Registro com alegria toda especial que a TFP vai se
expandindo extraordinariamente na juventude, especialmente entre os jovens
muito jovens.
O Sr. me perguntará qual a eficácia da ação da TFP. É
ela um antídoto especifico contra a ação da "esquerda católica", pelo
próprio fato de combater o socialismo e o comunismo com base na doutrina
católica. Creio que além do grande número de pessoas que aplaudem a TFP e que
a apoiam — realizamos agora um Encontro de Correspondentes e Simpatizantes da
TFP, residentes em 85 cidades de 13 Unidades da Federação, e no encerramento
desse Encontro tivemos um comparecimento de mais de 1.500 pessoas — é preciso
notar o efeito da atitude da TFP junto à grande massa dos católicos, os quais,
sem seguirem a TFP, pelo menos ficam com os olhos abertos para a "esquerda
católica" e se mantêm esquivos em relação à propaganda dela.
n
Como
resumiria a luta de sua vida e o sentido que ela tem a seus olhos?
QUANDO COMECEI minha vida pública, eu era estudante da
Faculdade de Direito do Largo São Francisco. O ambiente que encontrei era de
tal maneira laico que parecia não haver, no meio estudantil de São Paulo,
qualquer possibilidade de apostolado.
Inscrevi-me aos 20 anos no Movimento Mariano que
então começava sua grande expansão. E, a partir desse momento, iniciei uma luta
dentro da própria Faculdade de Direito a favor do apostolado católico. Fundamos
um movimento chamado Ação Universitária
Católica, que foi o primeiro movimento católico universitário constituído
naquela época em São Paulo. Quando terminei meu curso, tive a alegria de
conseguir que ali se rezasse a Missa de formatura, e no próprio pátio da
Faculdade. Foi pregador o grande intelectual católico Pe. Leonel Franca. Na
atmosfera da Faculdade de Direito, uma brecha estava aberta em favor da causa
católica.
No começo dos anos 40, a nota dominante de minha ação
se alterou. Em vez de ser exclusivamente voltada para os que não são católicos,
ela mudou, porque fui posto diante da realidade brutal da penetração do
progressismo e do esquerdismo nos meios católicos. Dei-me conta imediatamente
de que a salvaguarda do futuro do Brasil estava nas mãos daqueles que lutassem
para que os meios católicos não se deixassem envolver por essas duas más
tendências. E então, escrevendo o livro "Em Defesa da Ação Católica",
rompi fogo, dentro do movimento católico, contra o esquerdismo
filosófico-teológico, como contra o esquerdismo sócio-econômico. Minha luta, de
lá para cá, tem sido uma defesa da opinião católica contra a investida, ora
aberta ora velada, dessas correntes de opinião.
n
Tem
discordâncias com o rumo tomado pela Revolução de 64? O que esperava dela?
ANALISO AQUI a Revolução de 64 do ponto de vista dessa
luta contra a infiltração esquerdista na Igreja. Acho que a Revolução criou
alguns óbices dessa infiltração, aplicando a Lei de Segurança Nacional — nem
sempre com inteira justiça e senso de oportunidade — a eclesiásticos e civis
que procuravam atuar em nome do pensamento católico. Entretanto, não me parece
que ela, sequer de longe, tenha cumprido sua missão nesse sentido. Explico-me.
A Revolução de 64 não deveria ter tido uma ação
ideológica apenas negativa, mas também positiva.
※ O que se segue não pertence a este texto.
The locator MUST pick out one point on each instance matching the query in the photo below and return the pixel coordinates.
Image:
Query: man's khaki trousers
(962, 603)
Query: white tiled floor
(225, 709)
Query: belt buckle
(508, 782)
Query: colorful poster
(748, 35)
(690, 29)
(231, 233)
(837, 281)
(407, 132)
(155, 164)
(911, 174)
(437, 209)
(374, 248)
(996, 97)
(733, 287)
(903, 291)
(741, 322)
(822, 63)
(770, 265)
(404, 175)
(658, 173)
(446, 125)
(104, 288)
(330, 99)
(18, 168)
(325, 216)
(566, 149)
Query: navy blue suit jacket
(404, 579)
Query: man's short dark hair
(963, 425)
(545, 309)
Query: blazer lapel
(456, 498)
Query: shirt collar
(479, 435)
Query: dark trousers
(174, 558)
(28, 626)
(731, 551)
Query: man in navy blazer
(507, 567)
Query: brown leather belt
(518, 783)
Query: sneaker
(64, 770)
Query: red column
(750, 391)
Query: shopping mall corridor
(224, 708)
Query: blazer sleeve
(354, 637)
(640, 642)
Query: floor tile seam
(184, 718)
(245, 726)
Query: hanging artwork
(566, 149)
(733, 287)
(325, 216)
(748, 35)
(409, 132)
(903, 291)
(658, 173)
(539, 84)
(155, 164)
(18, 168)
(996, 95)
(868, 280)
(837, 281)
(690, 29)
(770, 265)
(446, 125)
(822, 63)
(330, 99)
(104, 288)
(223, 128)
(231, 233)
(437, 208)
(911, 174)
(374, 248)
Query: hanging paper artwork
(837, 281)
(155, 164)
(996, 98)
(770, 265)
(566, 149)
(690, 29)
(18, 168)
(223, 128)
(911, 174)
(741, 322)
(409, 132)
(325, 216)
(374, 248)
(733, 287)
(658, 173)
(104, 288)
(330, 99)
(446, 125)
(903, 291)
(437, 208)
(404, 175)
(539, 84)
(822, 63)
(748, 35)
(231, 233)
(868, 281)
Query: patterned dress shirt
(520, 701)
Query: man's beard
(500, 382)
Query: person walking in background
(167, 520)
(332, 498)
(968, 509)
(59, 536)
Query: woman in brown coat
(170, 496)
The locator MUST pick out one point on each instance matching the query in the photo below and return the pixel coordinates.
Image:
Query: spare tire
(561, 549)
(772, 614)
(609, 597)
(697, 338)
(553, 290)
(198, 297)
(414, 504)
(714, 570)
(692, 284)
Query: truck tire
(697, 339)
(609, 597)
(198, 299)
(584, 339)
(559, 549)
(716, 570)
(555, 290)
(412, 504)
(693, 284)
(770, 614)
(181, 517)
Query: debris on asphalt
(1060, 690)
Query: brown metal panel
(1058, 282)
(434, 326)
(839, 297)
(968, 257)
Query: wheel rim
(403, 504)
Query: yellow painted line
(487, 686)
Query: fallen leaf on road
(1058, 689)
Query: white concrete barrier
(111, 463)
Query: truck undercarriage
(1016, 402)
Ela deveria ter aberto os
olhos do povo brasileiro para os males e os riscos do socialismo, que
proximamente conduz ao comunismo. Pelo contrário, a Revolução, nesta
perspectiva, foi inteiramente a-ideológica. Ela adotou o princípio, com o qual não
concordo, de que estabelecer a prosperidade é extinguir o socialismo. O grande
achado da Revolução, em matéria de anti-socialismo, foi o chamado
"milagre brasileiro". Hoje esse "milagre" está no chão, e a
obra da Revolução contra o socialismo resulta frustra. Mais ainda, pelo enorme
apoio dado à estatização, a Revolução, em vários de seus aspectos, tomou uma
significação nitidamente socialista.
n
E a
abertura? Está satisfeito com ela ou preferiria o regime fechado?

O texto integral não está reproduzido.